The report by the McKinsey & Company advisory firm says one of the main issues holding Canada back is its lopsided tourism profile as most visitors tend to come in the summer months. As a result, hotels and other tourism-reliant employers struggle to find staff in peak times yet are sometimes unable to recruit workers by offering year-round employment.

One solution: Convince the swelling ranks of globetrotters to embrace Canadian winters.

The advisers say it worked for Finland’s northern Lapland region, which promotes periods of round-the-clock darkness in winter as a must-see experience, among other winter activities.

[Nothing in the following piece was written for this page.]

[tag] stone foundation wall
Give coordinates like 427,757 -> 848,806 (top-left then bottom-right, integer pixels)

Federal Tourism Minister Melanie Joly will release the report Monday before delivering a speech to the Economic Club of Canada in Toronto. An advance copy was provided to The Globe and Mail. She will be joined by Dominic Barton, McKinsey’s global managing partner emeritus and a volunteer member of a federal advisory panel on “jobs and the visitor economy” chaired by former New Brunswick premier Frank McKenna.

The McKinsey report is expected to be used by the panel and the government as Ottawa prepares a new tourism strategy that will be released by summer 2019 ahead of the fall federal election campaign.

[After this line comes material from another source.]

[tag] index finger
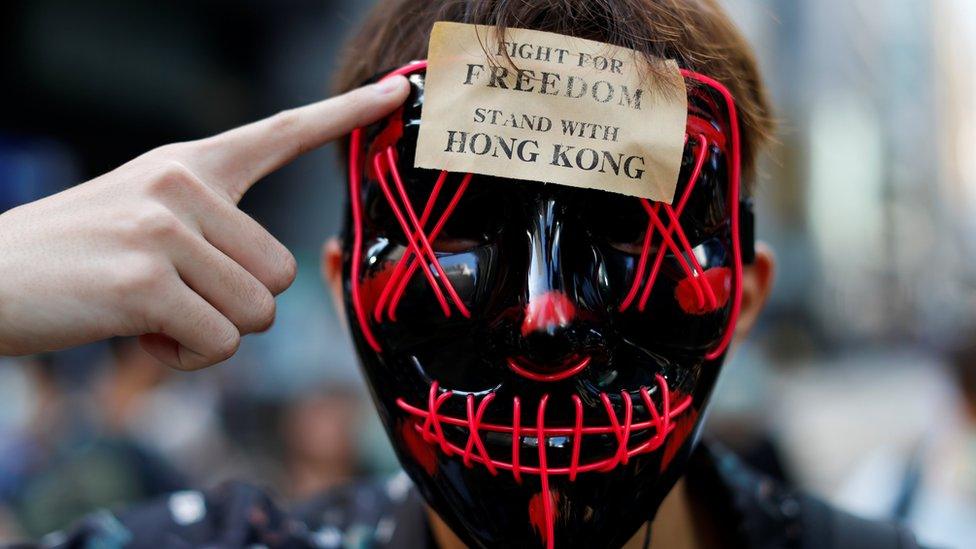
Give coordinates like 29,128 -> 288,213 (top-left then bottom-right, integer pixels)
191,76 -> 409,202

Tourist visits to Canada set a record last year during the Canada 150 celebrations, with 20.8 million trips of one or more nights to Canada, according to Statistics Canada data released earlier this year. That total was up 4.4 per cent from the previous year and beat the previous record of 20.1 million visits in 2002.

Destination Canada – the federal Crown agency responsible for tourism promotion that commissioned the McKinsey report – stated in September that year-to-date figures show visits are up over 2017.

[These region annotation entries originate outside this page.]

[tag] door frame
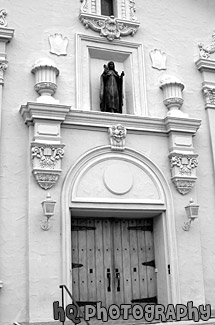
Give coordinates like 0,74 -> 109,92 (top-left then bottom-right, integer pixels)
61,146 -> 181,304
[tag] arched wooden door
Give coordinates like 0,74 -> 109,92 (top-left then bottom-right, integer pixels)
71,218 -> 157,307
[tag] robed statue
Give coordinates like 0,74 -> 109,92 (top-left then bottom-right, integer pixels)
100,61 -> 125,113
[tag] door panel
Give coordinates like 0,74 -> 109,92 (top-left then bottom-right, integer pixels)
121,220 -> 132,304
72,218 -> 156,307
103,220 -> 113,306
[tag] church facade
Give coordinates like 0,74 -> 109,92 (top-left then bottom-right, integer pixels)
0,0 -> 215,325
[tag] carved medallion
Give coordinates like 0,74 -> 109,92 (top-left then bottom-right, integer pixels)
31,143 -> 64,190
108,124 -> 127,151
169,153 -> 198,195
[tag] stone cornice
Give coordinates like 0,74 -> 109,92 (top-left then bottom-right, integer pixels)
0,27 -> 14,43
19,102 -> 70,125
196,59 -> 215,72
20,102 -> 201,135
164,116 -> 201,135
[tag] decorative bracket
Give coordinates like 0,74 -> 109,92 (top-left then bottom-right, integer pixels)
169,152 -> 198,195
79,12 -> 140,41
31,142 -> 64,190
108,124 -> 127,151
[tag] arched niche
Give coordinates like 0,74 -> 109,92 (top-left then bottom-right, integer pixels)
61,146 -> 180,305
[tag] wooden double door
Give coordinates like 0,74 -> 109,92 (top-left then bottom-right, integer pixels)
71,218 -> 156,307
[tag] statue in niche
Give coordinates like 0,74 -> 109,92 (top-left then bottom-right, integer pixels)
100,61 -> 125,113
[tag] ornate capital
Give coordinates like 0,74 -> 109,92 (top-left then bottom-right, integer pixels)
108,124 -> 127,151
31,143 -> 64,190
169,153 -> 198,195
31,58 -> 59,103
0,9 -> 7,27
198,31 -> 215,59
79,12 -> 139,41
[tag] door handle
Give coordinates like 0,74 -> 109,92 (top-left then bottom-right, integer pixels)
115,269 -> 120,291
107,269 -> 111,292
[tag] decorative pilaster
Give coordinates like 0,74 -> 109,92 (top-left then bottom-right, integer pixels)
108,124 -> 127,151
0,9 -> 14,147
196,31 -> 215,178
20,59 -> 70,190
165,102 -> 201,195
0,60 -> 8,86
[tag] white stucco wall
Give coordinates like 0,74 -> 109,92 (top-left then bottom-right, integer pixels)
0,0 -> 215,324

One of the main sources of growth is a 5 per cent increase in visits so far this year from China, including a record 94,000 visitors from China in September alone.

“It is difficult to overstate how important the Chinese market is,” the McKinsey report states, pointing out that visits from China to Canada tripled from 2007 to 2022 and could grow by another 40 per cent.

The report notes that while Americans will continue to dominate Canada’s tourism economy, China is now the world’s largest outbound travel market in terms of trips and spending.

“Chinese tourists are not only numerous but valuable: more than 70 per cent of Chinese tourists travel with family and friends, and have the highest international spend per trip among global travellers," it states.

The McKinsey report was finalized before last week’s revelation that Canadian officials arrested a senior Chinese business leader at the request of the United States government.

China is now threatening Canada with “serious consequences” if it does not immediately release Meng Wanzhou, the chief financial officer of Huawei, a telecommunications firm.

It is not immediately clear if those consequences could include restrictions on tourist travel to Canada.

The main finding of the report is that Canada could “dramatically” grow its tourism sector if it simply matched what other successful countries are doing to attract visitors. Doing so, it states, would boost Canada’s visitor economy by between $15-billion and $25-billion a year, which represents between 110,000 and 180,000 new jobs.

The report says Canada spends about 20 per cent less on tourism marketing than similar countries, noting that Australia and Ireland spent more than twice as much per international tourist while New Zealand spends about four times more.

Other factors listed as holding Canada back is the high cost of air travel and the fact that only two major Canadian cities – Toronto and Vancouver – have light rail connections between downtown and the airport.